This is Stevie Ray Vaughan at the 1985 Montreux Jazz Festival. Open Culture has some interesting information about this gig:

In the 1980s, Stevie Ray Vaughan tore through the international music scene like a Texas tornado. His amazingly fluid and dexterous guitar playing on a series of platinum albums established Vaughan as a household name and helped spark a blues revival. But in the summer of 1990 a helicopter he was riding on crashed into a hill in Wisconsin, and the whirlwind had passed.

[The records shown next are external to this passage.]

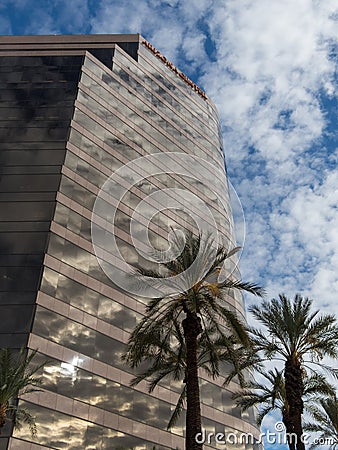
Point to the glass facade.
(68, 120)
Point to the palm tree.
(196, 305)
(172, 365)
(326, 423)
(269, 395)
(299, 338)
(16, 374)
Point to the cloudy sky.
(271, 69)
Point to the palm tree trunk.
(192, 328)
(287, 424)
(294, 390)
(3, 415)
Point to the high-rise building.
(74, 110)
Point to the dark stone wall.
(37, 96)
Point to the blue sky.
(271, 69)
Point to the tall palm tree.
(172, 365)
(197, 305)
(269, 395)
(17, 374)
(326, 423)
(300, 338)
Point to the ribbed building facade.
(74, 109)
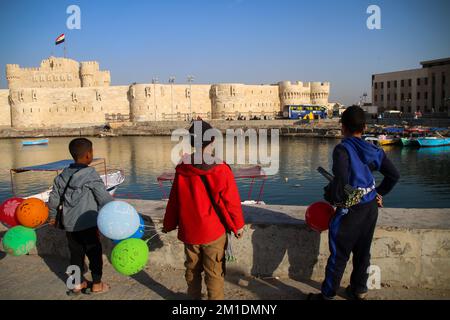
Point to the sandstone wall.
(156, 102)
(61, 107)
(5, 113)
(57, 72)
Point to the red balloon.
(318, 215)
(8, 212)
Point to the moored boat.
(111, 178)
(433, 141)
(384, 140)
(409, 142)
(35, 142)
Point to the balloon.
(118, 220)
(130, 256)
(32, 212)
(8, 212)
(19, 240)
(318, 216)
(139, 233)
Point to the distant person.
(77, 195)
(204, 204)
(351, 230)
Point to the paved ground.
(33, 277)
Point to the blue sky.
(246, 41)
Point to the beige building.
(63, 92)
(426, 90)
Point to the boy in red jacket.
(204, 203)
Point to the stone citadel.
(63, 92)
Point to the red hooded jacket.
(190, 207)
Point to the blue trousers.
(350, 233)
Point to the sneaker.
(318, 296)
(351, 295)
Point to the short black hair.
(79, 146)
(354, 119)
(205, 127)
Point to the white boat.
(111, 178)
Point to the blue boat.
(35, 142)
(433, 141)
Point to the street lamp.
(154, 81)
(190, 80)
(171, 81)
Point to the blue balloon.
(118, 220)
(138, 234)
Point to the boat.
(111, 178)
(252, 173)
(35, 142)
(371, 139)
(385, 140)
(409, 142)
(433, 141)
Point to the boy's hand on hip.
(380, 201)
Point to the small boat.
(385, 140)
(371, 139)
(111, 178)
(433, 141)
(409, 142)
(35, 142)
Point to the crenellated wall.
(5, 111)
(39, 107)
(62, 92)
(155, 102)
(56, 72)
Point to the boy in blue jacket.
(351, 229)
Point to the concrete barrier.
(411, 246)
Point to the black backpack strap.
(214, 204)
(58, 219)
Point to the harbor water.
(425, 172)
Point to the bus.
(306, 111)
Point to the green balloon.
(19, 240)
(130, 256)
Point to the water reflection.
(425, 172)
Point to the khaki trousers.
(209, 258)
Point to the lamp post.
(171, 81)
(190, 80)
(154, 81)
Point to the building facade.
(64, 92)
(426, 89)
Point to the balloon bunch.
(22, 216)
(120, 222)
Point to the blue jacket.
(364, 158)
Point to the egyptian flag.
(60, 39)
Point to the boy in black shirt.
(351, 229)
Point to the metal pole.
(171, 81)
(154, 81)
(65, 49)
(190, 79)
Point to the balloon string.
(44, 225)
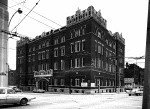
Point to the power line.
(17, 4)
(36, 20)
(42, 16)
(26, 15)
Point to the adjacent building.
(82, 56)
(133, 76)
(11, 77)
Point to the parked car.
(15, 88)
(38, 91)
(9, 96)
(135, 91)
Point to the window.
(76, 33)
(62, 64)
(72, 47)
(62, 51)
(62, 39)
(62, 81)
(77, 46)
(29, 58)
(33, 48)
(95, 45)
(43, 44)
(39, 67)
(39, 56)
(55, 81)
(55, 65)
(83, 62)
(77, 62)
(10, 91)
(71, 63)
(99, 34)
(40, 46)
(55, 52)
(47, 44)
(55, 41)
(83, 45)
(30, 49)
(99, 63)
(99, 48)
(33, 57)
(77, 82)
(43, 55)
(47, 54)
(2, 91)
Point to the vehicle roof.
(5, 88)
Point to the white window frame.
(55, 65)
(62, 50)
(83, 45)
(71, 47)
(62, 64)
(77, 82)
(77, 62)
(77, 46)
(62, 39)
(56, 41)
(55, 52)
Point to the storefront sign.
(43, 73)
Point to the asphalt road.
(81, 101)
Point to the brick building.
(82, 56)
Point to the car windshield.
(2, 91)
(10, 91)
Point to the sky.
(128, 17)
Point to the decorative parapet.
(85, 14)
(119, 37)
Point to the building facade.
(134, 75)
(12, 77)
(82, 56)
(3, 43)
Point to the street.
(81, 101)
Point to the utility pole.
(146, 94)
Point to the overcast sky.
(128, 17)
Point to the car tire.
(23, 102)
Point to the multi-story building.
(82, 56)
(12, 77)
(134, 75)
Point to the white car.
(9, 96)
(135, 91)
(38, 91)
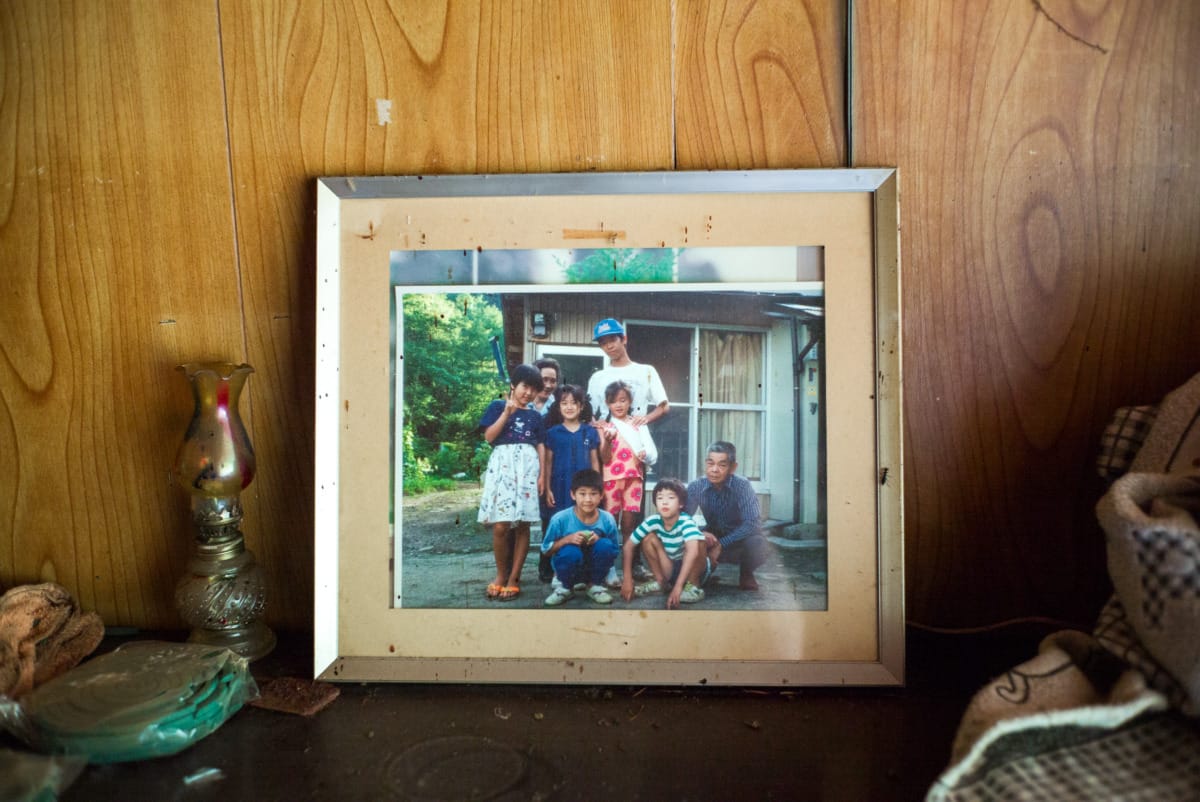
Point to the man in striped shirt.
(672, 546)
(732, 521)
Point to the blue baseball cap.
(606, 327)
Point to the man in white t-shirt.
(649, 402)
(649, 395)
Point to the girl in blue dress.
(571, 446)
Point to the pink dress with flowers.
(624, 472)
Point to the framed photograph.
(610, 429)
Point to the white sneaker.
(557, 597)
(648, 588)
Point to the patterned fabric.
(623, 495)
(510, 485)
(1115, 634)
(1159, 555)
(672, 539)
(1122, 438)
(1151, 759)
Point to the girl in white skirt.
(514, 478)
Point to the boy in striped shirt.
(672, 546)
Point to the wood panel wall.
(156, 207)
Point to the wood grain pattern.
(377, 88)
(118, 255)
(1049, 203)
(1049, 196)
(761, 84)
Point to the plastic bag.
(144, 700)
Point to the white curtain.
(731, 373)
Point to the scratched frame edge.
(888, 669)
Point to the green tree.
(623, 265)
(449, 377)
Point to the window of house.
(714, 379)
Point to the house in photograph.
(739, 366)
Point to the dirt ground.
(447, 562)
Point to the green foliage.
(449, 379)
(480, 458)
(623, 265)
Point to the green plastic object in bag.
(144, 700)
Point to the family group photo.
(639, 447)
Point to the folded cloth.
(1150, 519)
(1101, 717)
(1153, 552)
(42, 634)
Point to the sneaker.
(600, 596)
(558, 596)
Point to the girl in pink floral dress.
(625, 452)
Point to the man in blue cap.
(649, 395)
(649, 400)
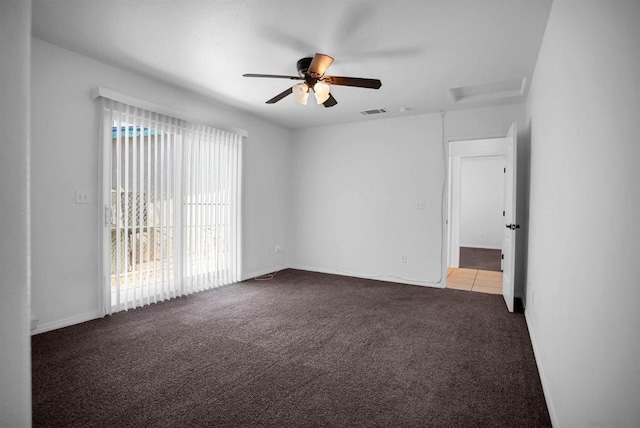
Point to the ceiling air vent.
(374, 111)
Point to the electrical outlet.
(82, 197)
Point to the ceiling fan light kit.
(312, 71)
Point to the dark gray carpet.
(480, 258)
(303, 350)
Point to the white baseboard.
(54, 325)
(543, 378)
(255, 274)
(386, 278)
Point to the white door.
(509, 241)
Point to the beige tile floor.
(482, 281)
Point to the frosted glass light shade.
(301, 93)
(321, 91)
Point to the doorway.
(476, 209)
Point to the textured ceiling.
(419, 49)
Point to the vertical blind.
(172, 206)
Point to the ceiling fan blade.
(274, 76)
(353, 81)
(330, 101)
(319, 64)
(280, 96)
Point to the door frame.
(459, 149)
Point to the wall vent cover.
(374, 111)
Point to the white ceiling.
(419, 49)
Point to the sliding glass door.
(172, 207)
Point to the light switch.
(82, 197)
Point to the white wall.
(583, 291)
(481, 202)
(65, 158)
(15, 347)
(356, 188)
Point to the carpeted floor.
(480, 258)
(302, 350)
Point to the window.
(172, 206)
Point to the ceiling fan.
(312, 72)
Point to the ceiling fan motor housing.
(303, 65)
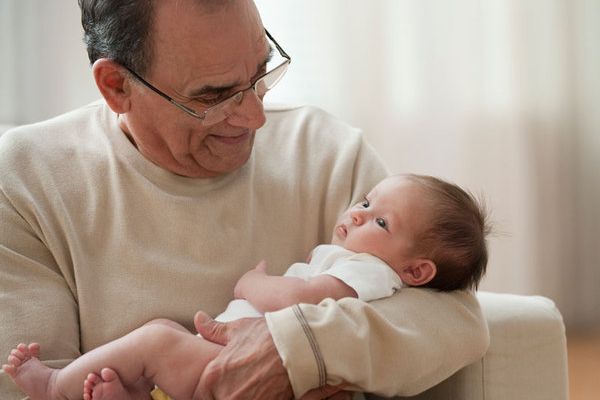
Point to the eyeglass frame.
(240, 93)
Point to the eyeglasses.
(225, 108)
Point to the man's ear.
(113, 83)
(418, 272)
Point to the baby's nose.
(358, 216)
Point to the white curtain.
(499, 96)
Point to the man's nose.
(249, 113)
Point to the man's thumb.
(210, 329)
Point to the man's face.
(385, 223)
(199, 58)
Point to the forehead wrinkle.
(227, 87)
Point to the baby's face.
(385, 223)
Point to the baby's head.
(431, 232)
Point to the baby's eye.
(381, 222)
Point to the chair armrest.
(527, 357)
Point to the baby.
(410, 230)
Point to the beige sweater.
(95, 240)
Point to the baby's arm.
(270, 293)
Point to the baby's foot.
(28, 373)
(104, 386)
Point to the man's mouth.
(233, 139)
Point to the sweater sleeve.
(400, 345)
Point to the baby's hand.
(249, 280)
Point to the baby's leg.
(171, 358)
(28, 373)
(107, 385)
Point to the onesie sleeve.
(370, 277)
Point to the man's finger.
(343, 395)
(211, 330)
(323, 392)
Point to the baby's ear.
(418, 272)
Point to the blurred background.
(499, 96)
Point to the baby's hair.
(455, 236)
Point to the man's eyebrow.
(216, 90)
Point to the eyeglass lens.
(221, 111)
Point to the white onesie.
(368, 275)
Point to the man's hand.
(248, 367)
(248, 281)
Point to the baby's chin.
(337, 240)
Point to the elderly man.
(154, 201)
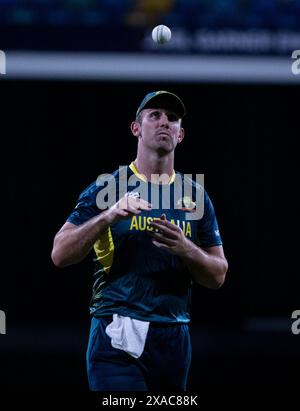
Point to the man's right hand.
(126, 207)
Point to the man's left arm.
(208, 266)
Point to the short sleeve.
(208, 234)
(86, 207)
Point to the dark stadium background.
(58, 135)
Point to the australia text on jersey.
(185, 196)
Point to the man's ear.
(135, 128)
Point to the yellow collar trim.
(143, 178)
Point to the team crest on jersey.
(186, 204)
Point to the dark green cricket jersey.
(132, 276)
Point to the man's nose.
(164, 120)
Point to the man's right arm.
(73, 243)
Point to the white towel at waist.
(128, 334)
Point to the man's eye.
(172, 117)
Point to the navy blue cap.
(163, 99)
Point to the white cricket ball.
(161, 34)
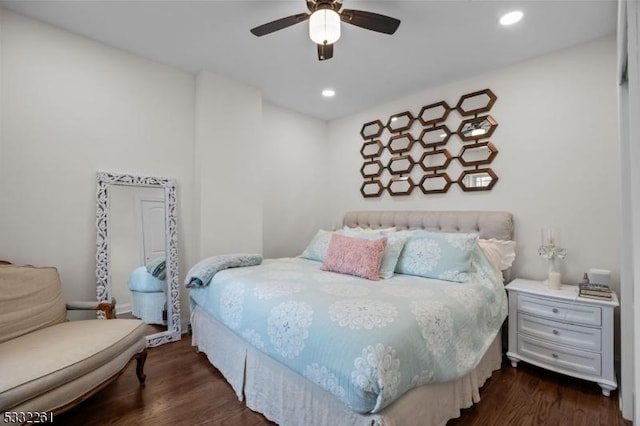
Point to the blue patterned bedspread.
(367, 342)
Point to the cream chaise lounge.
(47, 363)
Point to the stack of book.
(595, 291)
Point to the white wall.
(629, 46)
(557, 164)
(71, 107)
(227, 166)
(294, 164)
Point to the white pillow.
(501, 253)
(360, 229)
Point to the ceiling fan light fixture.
(324, 26)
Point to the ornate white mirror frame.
(103, 254)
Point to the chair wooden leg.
(140, 359)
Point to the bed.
(343, 378)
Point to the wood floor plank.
(183, 388)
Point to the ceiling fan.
(324, 18)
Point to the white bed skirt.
(289, 399)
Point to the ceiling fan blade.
(370, 21)
(279, 24)
(325, 51)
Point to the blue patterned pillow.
(439, 255)
(395, 243)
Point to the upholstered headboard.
(489, 224)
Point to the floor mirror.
(137, 251)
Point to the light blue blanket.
(202, 272)
(366, 342)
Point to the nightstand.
(562, 332)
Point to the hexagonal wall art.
(371, 169)
(391, 167)
(372, 129)
(477, 180)
(371, 188)
(400, 143)
(476, 102)
(477, 154)
(476, 128)
(435, 136)
(434, 113)
(400, 165)
(400, 122)
(400, 186)
(435, 160)
(437, 183)
(371, 149)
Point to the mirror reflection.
(477, 180)
(431, 114)
(401, 143)
(476, 102)
(372, 188)
(473, 155)
(400, 186)
(477, 128)
(400, 122)
(435, 184)
(435, 136)
(372, 129)
(371, 169)
(371, 149)
(138, 254)
(434, 160)
(401, 165)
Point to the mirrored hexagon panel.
(400, 122)
(400, 186)
(476, 128)
(371, 149)
(437, 183)
(434, 113)
(477, 180)
(400, 143)
(435, 136)
(372, 129)
(477, 154)
(372, 188)
(476, 102)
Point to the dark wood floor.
(184, 389)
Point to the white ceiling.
(437, 42)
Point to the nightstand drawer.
(560, 311)
(582, 362)
(565, 334)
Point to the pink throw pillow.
(355, 256)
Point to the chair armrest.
(109, 308)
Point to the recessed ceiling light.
(328, 93)
(511, 17)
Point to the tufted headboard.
(489, 224)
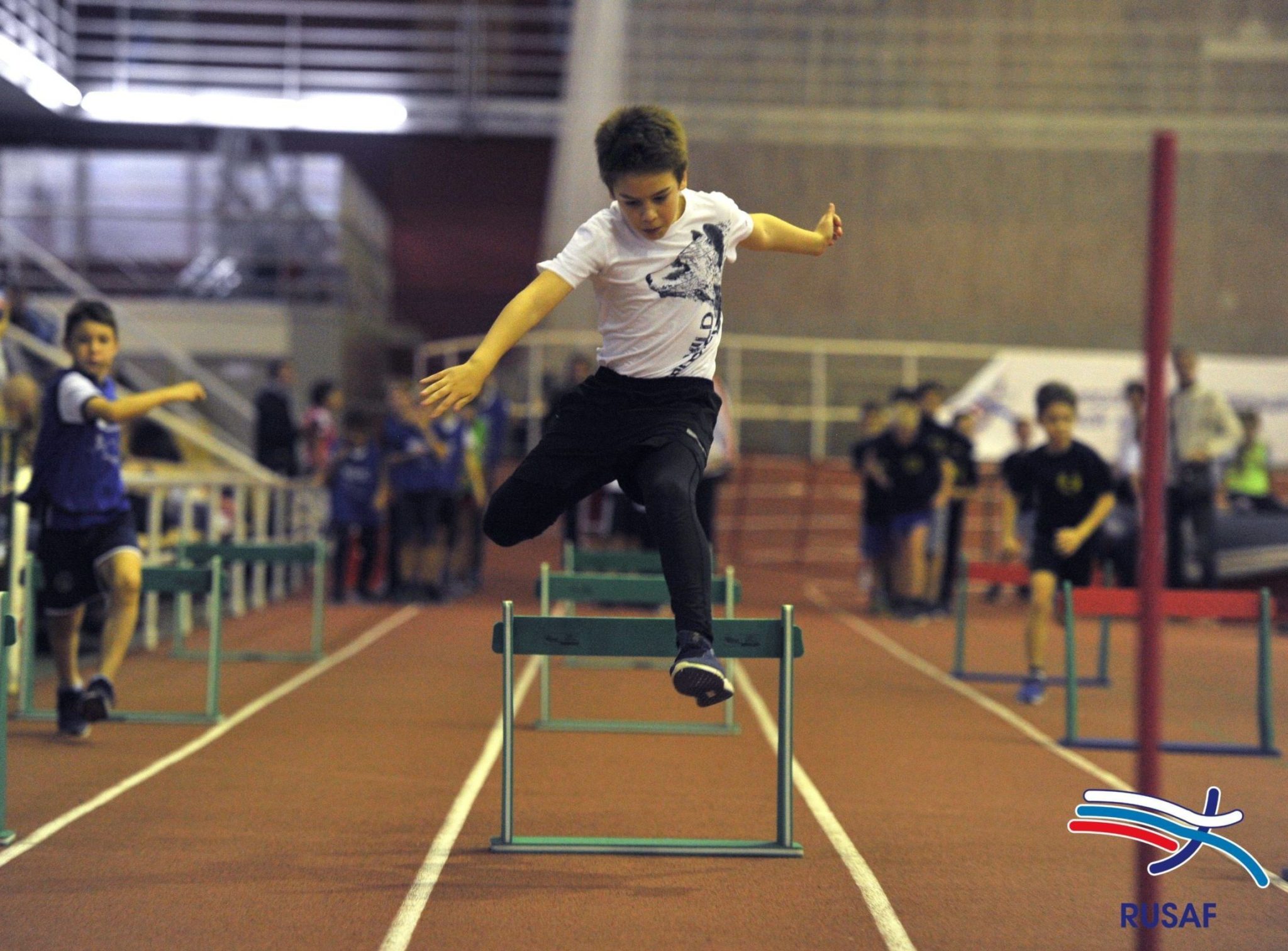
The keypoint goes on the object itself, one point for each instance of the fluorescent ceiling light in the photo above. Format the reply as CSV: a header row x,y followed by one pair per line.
x,y
31,74
355,113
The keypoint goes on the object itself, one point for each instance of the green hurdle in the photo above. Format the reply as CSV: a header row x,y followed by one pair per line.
x,y
8,637
636,591
164,580
646,637
634,562
264,553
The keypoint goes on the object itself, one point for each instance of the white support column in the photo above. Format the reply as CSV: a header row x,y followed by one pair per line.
x,y
152,601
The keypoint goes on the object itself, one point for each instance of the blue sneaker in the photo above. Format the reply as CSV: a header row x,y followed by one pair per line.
x,y
99,699
71,720
1032,691
699,673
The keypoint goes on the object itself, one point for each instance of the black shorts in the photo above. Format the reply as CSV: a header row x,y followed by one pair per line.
x,y
603,427
416,516
70,560
1076,569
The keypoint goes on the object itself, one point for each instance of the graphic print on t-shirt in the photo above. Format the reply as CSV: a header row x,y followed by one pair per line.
x,y
694,275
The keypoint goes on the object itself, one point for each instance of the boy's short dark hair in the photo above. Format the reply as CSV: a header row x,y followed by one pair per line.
x,y
1055,392
357,420
640,140
929,387
83,311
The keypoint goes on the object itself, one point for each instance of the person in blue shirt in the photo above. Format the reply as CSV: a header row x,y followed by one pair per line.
x,y
357,484
88,544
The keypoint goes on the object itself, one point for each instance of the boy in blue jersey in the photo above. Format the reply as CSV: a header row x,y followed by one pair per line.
x,y
647,416
358,492
88,544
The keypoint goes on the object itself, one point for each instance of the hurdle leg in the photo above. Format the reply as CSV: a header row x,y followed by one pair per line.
x,y
1265,718
1070,670
217,636
8,628
785,733
318,598
508,726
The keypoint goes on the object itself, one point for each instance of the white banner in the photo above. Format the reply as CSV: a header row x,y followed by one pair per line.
x,y
1005,389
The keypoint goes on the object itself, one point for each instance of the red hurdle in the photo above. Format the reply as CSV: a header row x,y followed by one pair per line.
x,y
1223,606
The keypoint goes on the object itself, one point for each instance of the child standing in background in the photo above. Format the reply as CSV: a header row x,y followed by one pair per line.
x,y
358,495
88,544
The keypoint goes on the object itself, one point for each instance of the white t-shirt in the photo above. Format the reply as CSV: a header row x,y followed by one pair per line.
x,y
660,307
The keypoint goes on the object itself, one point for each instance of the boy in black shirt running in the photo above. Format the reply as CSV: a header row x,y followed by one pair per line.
x,y
908,472
1074,491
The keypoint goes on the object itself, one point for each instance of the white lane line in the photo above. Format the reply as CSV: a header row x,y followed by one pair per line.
x,y
860,626
414,905
879,905
360,643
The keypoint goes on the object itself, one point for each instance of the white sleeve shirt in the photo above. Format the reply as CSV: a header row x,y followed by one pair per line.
x,y
660,302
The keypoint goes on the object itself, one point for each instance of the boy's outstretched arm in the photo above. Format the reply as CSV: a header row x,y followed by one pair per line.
x,y
457,386
142,404
775,235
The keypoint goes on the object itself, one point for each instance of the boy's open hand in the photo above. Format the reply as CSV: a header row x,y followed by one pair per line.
x,y
190,392
451,388
830,227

In 1982, he went to play at Montreux but, since him and his band were virtually unknown outside of Texas, he was booed. Stevie was shaken. But among the boos, Stevie showed the world he existed and this was more important:

David Bowie was in the audience, and he made a point of meeting Vaughan and his manager in the after-hours lounge. John Paul Hammond, the son of record producer John Hammond, also saw the show and asked for a tape of the performance to give to his father. Jackson Browne caught the band’s performance in the after-hours lounge, and he sat in with the group until early the next morning. Within the next few months, Browne invited Vaughan and Double Trouble to his L.A. studio to record a demo, Bowie asked Stevie to appear on his next album [Let’s Dance], and John Hammond, who helped develop the careers of Bob Dylan and Bruce Springsteen, helped the band sign a deal with Epic Records and offered to produce their debut album. The rest, as the cliché goes, is history

He came back to Montreux in 1985 and the show was on.